According to the Treasury official, “additional authority would be required if OFAC were to license the provision of goods, services or technology to Iran Air [which is so designated for its support for the proliferation of weapons of mass destruction] or Mahan Air [which is so designated for its support for terrorism].”
Pickering said that while it is true that the provision of spare parts is theoretically possible, “to make it happen, legally, seems like an insuperable obstacle even if OFAC were to agree to honor a request. My own view, irrespective of the Boeing connection, is that safety of life on aircraft makes the use of sanctions of that kind very hard to justify.”

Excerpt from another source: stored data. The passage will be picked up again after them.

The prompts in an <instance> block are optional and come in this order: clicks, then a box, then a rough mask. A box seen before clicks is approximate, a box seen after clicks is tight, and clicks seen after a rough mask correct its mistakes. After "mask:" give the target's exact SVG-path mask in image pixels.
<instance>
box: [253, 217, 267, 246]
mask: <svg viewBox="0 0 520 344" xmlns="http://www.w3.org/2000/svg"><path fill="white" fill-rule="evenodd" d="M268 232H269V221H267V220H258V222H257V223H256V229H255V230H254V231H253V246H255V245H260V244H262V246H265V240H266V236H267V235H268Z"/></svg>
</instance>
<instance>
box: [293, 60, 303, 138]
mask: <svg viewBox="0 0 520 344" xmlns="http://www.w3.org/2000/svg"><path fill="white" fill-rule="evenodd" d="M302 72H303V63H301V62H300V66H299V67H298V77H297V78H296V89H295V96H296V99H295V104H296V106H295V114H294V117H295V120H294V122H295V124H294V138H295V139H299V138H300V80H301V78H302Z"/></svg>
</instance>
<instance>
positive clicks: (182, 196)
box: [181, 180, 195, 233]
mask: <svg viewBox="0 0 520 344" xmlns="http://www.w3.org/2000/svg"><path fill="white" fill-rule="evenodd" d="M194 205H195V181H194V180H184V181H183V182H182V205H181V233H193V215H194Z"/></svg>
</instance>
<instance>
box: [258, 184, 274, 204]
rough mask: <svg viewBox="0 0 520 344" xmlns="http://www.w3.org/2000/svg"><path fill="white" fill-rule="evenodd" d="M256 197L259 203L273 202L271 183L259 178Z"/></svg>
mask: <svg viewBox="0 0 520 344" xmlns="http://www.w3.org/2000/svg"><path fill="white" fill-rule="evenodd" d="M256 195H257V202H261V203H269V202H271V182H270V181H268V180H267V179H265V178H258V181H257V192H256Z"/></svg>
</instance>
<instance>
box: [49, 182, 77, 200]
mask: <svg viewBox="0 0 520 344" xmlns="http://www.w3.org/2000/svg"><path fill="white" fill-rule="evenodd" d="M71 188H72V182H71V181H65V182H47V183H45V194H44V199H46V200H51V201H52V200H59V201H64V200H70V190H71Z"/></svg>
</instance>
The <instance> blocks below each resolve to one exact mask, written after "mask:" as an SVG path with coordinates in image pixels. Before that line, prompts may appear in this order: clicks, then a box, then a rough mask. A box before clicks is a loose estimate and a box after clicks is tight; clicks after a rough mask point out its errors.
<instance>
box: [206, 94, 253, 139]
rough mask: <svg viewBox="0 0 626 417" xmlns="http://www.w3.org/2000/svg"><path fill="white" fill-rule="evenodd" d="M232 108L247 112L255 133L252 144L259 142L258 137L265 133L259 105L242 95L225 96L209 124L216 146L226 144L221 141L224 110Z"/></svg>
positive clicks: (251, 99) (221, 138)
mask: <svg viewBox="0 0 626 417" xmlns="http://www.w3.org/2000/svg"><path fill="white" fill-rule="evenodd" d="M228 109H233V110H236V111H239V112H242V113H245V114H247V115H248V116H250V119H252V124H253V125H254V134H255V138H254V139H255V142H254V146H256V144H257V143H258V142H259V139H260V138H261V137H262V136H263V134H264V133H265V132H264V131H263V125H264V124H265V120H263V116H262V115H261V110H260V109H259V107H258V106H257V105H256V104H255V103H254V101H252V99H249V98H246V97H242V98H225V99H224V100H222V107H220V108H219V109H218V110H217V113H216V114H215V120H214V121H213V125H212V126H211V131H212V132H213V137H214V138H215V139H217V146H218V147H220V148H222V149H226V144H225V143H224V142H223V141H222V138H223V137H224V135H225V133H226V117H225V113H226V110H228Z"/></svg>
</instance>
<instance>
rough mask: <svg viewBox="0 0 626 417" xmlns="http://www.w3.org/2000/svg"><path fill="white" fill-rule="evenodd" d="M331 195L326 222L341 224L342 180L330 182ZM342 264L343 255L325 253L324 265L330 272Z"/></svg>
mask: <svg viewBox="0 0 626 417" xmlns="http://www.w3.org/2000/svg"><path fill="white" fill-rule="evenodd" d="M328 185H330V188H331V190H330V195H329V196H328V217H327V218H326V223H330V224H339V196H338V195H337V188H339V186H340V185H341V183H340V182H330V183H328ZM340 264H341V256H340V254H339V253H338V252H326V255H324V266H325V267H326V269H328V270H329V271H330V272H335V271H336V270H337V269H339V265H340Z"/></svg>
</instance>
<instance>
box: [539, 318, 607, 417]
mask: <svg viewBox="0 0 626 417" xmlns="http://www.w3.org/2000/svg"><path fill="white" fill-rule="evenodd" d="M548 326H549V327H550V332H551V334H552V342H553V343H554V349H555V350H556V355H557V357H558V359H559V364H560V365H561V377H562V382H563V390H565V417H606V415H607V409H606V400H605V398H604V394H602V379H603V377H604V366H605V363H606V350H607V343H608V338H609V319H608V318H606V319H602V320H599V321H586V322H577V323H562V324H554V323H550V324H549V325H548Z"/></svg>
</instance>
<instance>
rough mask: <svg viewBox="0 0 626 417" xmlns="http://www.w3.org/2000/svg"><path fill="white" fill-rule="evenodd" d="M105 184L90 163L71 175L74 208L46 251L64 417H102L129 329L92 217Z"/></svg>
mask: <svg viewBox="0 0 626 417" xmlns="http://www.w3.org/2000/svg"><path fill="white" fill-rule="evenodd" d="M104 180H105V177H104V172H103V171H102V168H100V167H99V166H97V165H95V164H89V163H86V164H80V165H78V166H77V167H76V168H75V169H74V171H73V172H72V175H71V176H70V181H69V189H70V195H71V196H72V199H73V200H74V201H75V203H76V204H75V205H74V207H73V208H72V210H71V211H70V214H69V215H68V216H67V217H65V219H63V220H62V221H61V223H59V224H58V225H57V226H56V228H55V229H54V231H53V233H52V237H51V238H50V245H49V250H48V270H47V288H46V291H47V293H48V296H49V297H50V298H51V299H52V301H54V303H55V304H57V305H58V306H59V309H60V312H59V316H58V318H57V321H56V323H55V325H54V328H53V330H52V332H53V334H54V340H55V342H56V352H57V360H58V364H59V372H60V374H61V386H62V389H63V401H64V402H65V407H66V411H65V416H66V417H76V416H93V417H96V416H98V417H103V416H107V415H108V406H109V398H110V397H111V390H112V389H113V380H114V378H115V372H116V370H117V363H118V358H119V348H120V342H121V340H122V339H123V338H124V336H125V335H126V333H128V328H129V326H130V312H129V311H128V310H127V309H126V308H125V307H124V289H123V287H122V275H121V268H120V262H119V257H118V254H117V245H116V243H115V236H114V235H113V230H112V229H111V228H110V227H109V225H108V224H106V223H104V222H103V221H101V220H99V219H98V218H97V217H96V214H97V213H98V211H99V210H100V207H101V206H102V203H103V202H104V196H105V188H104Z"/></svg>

According to an Iranian source who spoke on condition of anonymity, over the past three decades Iran has been able to buy — paying a premium of from 10 to 40% — both Boeing parts and old planes from third parties.
Iran would prefer to buy such parts directly from Boeing as well as to purchase new jets.
In addition to spare aircraft parts, the P5+1 (the five permanent members of the UN Security Council plus Germany) have offered Iran fuel and safety upgrades for a reactor in Tehran that makes medical isotopes. In return, Iran has been asked to stop production of 20% enriched uranium, send out its stockpile of more than 100 kilograms of that uranium and close a facility buried in a mountain near Qom where much of the enrichment takes place.
The offer is less generous than one made in 2008 under the Bush administration.
A June 14, 2008 letter to then-Iranian Foreign Minister Manuchehr Mottaki from the foreign ministers of the P5+1 states lists a variety of trade and investment incentives including “the possible removal of restrictions on manufacturers exporting aircraft to Iran” in return for Iran suspending its uranium-enrichment program.
Iran, which suspended some aspects of its nuclear program from 2003 to 2005, has hinted that it would stop enriching uranium to 20% but only in return for recognition of what Iran regards as its right to enrich uranium to lower grades. Iran also seeks postponement of upcoming European sanctions on Iranian oil and the transfer of Iran’s nuclear file from the UN Security Council — where it was referred in 2006 — back to the International Atomic Energy Agency.
A third round of talks between Iran and the P5+1 is scheduled June 18-19 in Moscow. It is hard to foresee a breakthrough given what is on offer to Iran.